5月20日(土)明治大学自由塔にて澤藤藤一郎弁護士による講演「共謀罪――その危険な本質と狙い――」を聴いた。
「共謀罪」の趣旨を含む組織的犯罪処罰法の改正案が採決されるようだ。私=岩田は、澤藤弁護士の危機意識にあふれた話を聞きながら、同じような共謀罪であっても、人権重視の市民主義者・民主主義者によって好意的に受け止められることもあれば、今日や2006年・平成18年のように断固として拒絶される事もあるのだな、と言う深い感慨をいだいた。あやうきかな、あやうきかな。
かつて、『ハーグ囚人第一号の日記:タディチ事件――No.IT-94-1-T』(セルビア語)の部分訳を「ちきゅう座」に連載した。そして、2013年・平成25年に社会評論社より『ハーグ国際法廷のミステリー 旧ユーゴスラヴィア多民族戦争の戦犯第一号日記』として出版した。
日記の著者ドゥシコ・タディチは、拘禁刑20年の実刑判決を受けたが、彼が犯したとされる殺人の証拠や目撃証人に基づいて判決が下されたわけではなかった。彼自身は、日記の中で自分の無実を切々と訴えている。タディチ著・岩田訳著『ハーグ国際法廷のミステリー』に彼の弁護士が序文を寄せている。
「法律的観点から、タディチ裁判は、格別に異議深い。1999年の第二審判決において始めて、Joint criminal enterprise(共同犯罪企画事業)なる構成が利用されたからである。それは、それ以前全く利用されなかったし、それ以後起訴立件の根拠として70%強の諸ケースで使われるようになる(殆どセルビア人に適用される)。ドゥシコ・タディチは、決して証拠付けられることのなかった諸犯罪の故に20年の刑を宣告された。」(p.15)

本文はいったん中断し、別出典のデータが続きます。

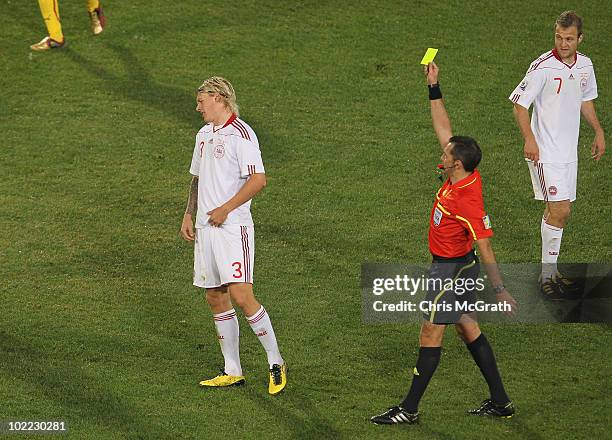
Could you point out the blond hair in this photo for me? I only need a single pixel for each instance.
(570, 18)
(224, 88)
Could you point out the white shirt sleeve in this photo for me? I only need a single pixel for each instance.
(590, 91)
(249, 159)
(195, 160)
(528, 90)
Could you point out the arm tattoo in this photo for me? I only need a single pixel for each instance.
(192, 200)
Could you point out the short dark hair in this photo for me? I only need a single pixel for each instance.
(466, 150)
(568, 19)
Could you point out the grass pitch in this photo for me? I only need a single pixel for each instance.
(100, 325)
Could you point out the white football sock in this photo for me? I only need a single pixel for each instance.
(551, 244)
(228, 333)
(262, 326)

しかも、旧ユーゴスラヴィア戦争犯罪法廷の設立規程の中に上記JCE(私は「共同犯罪企画事業」、多谷千賀子は「犯罪集団」、『女性国際戦犯法廷の全記録Ⅱ』は「共同の犯罪の企て」と訳す。)の明文規定は存在しない。まさしく、『女性国際戦犯法廷の全記録Ⅱ』にあるように「『共同の犯罪の企て』の責任は、刑事責任の一形態であり、上訴審裁判部が〔規程〕に黙示に示されていると判断した。これは、犯罪を実行する共同の犯罪の企てへの関与について個人としての責任を伴う。」(p.338、強調は岩田)
かかる黙示によって実効法とされたJCE罪=共謀罪がハーグ国際法廷で猛威を振るった。その初発がタディチ裁判であり、その時の国際法廷所長がアメリカ人女性ガブリエル・カーク・マクドナルドであった。
ハーグでJCE=共謀罪を「黙示」によって判例化した直後、2000年・平成12年の末に千代田区九段会館に姿を現し、裁判長として国際女性法廷の開廷を宣言した。
かつて国際女性法廷の記録をテレビ放映する事に怒った政治家安倍は、首相となるや、今日共謀罪=JCE罪の拙速強行実現に突っ走る。「黙示」も共謀罪の強行も常民社会の健康を害する。